Старичок понюхал столик, за которым герцогиня Орлеанская съела, по преданию, пятьдесят семь пирожных, пуфы, делающие элегантными недотеп-кавалеров. Словно идущий по следу охотничий пес, поочередно обнюхал козетки, зеркала, канапе, кресла.
«Спятил, совсем спятил», — шептал про себя Феоктист Феоктистович, в ужасе прижимая к груди руки.
Наконец старичок будто бы притомился. Разогнулся, держась за поясницу, промакнул большим пестрым платком вспотевший лоб. Отвечая на вопросительные взгляды краснодеревщиков, кивнул головой и удовлетворенно улыбнулся провалом беззубого рта.
— Припахивает, припахивает, — прошамкал он. — Чешночком да рыбкой припахивает.
— Врешь! — вскинулся Беспалов.
— В молодошти во врунах не ходил, а в штарошти оно и пождно.
— Все одно врешь! Не может быть того!
— Вот-те крешт! — схватился старичок за шнур нательного крестика. — Не веришь — шам нюхни.
— И нюхну, — сказал Никодим Егорович.
— И нюхни! — петухом выгнул тощую шею старик.
Когда сам Беспалов стал обнюхивать мебель, Феоктист Феоктистович окончательно потерял дар речи. Старость, она, известно, не радость. Со старого да с малого какой спрос? Но чтоб всеми уважаемый мастер до такого безобразия дошел — это никак не укладывалось в голове дворецкого. Светопреставление!
— Што теперя, Никодим Егорович, шкажешь? — спросил старик у Беспалова, когда тот наконец-то закончил со своим странным занятием и отошел от гарнитура.
Беспалов только руками развел сконфуженно, дескать, а что тут скажешь? Все верно: и чесночком, и рыбкой припахивает…
— Ну и что из того, что пахнет чесноком и рыбой? — спросил ничего не понимающий дворецкий.
— А то, — ответили ему, — что все эти мебеля — и те, что Григорий Александрович Потемкин князь Таврический в Петербурге изволили купить, и те, что им из Кускова граф Шереметев прислали, — самой что ни на есть русской, а не парижской или еще какой работы. И смастерили их не сто лет назад, к примеру, а никак не больше ста дней, да и того много.
— Выходит, фальшь? — схватился за голову дворецкий.

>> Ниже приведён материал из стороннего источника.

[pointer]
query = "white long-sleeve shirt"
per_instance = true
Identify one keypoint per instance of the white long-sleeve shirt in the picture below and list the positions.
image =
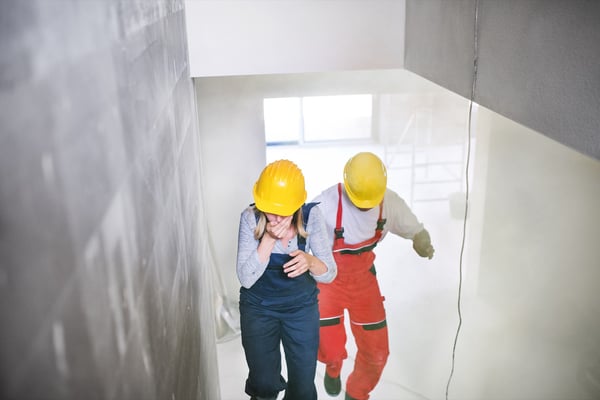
(250, 269)
(360, 225)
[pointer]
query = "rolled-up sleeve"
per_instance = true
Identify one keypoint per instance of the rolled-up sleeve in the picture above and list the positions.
(249, 268)
(319, 245)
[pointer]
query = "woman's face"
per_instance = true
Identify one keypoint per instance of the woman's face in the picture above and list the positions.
(274, 218)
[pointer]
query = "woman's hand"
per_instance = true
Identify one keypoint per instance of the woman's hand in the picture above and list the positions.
(299, 264)
(279, 229)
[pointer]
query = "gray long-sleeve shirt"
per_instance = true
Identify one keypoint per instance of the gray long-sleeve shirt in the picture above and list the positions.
(250, 269)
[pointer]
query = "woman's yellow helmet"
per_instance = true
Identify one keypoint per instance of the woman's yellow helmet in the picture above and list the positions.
(365, 180)
(280, 188)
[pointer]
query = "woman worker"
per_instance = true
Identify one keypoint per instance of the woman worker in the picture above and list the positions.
(278, 297)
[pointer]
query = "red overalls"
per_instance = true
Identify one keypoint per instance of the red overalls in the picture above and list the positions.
(356, 289)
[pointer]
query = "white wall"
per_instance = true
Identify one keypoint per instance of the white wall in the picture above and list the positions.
(246, 37)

— Фальшь, Феоктист Феоктистович.
— И то фальшь, и это?
— И то и это, Феоктист Феоктистович, — вздохнул Беспалов. — Промашку дал я, не без того. Ведь и на старуху проруха бывает. Все тут русской работы, хотя до удивительности с прославленным мебельным гарнитуром французского великого мастера Буля сходство имеет. Так мыслю, что на глаз и сам Буль не отличил бы, в великое затруднение пришел бы сей мастер.
— Верно, — согласились другие краснодеревщики.
— А как же вы, так сказать, всю подноготную суть этих мебелей унюхали? — заинтересовался дворецкий.
Оказалось, что отличить русскую мебельную работу от иноземной, ежели работа не очень давняя, на нюх порой легче, чем на глаз. И секрет тут не в чем ином, как в клее. Самый лучший клей — это рыбный клей карлук. Ни во Франции, ни в Голландии, ни в Англии, ни у немцев этого клея не делают. А варят его только в России из осетровых пузырей, плавников да хрящей. Клей карлук, или, как его еще именуют, курлук, вид собой имеет почти что прозрачный и отсвечивает перламутром.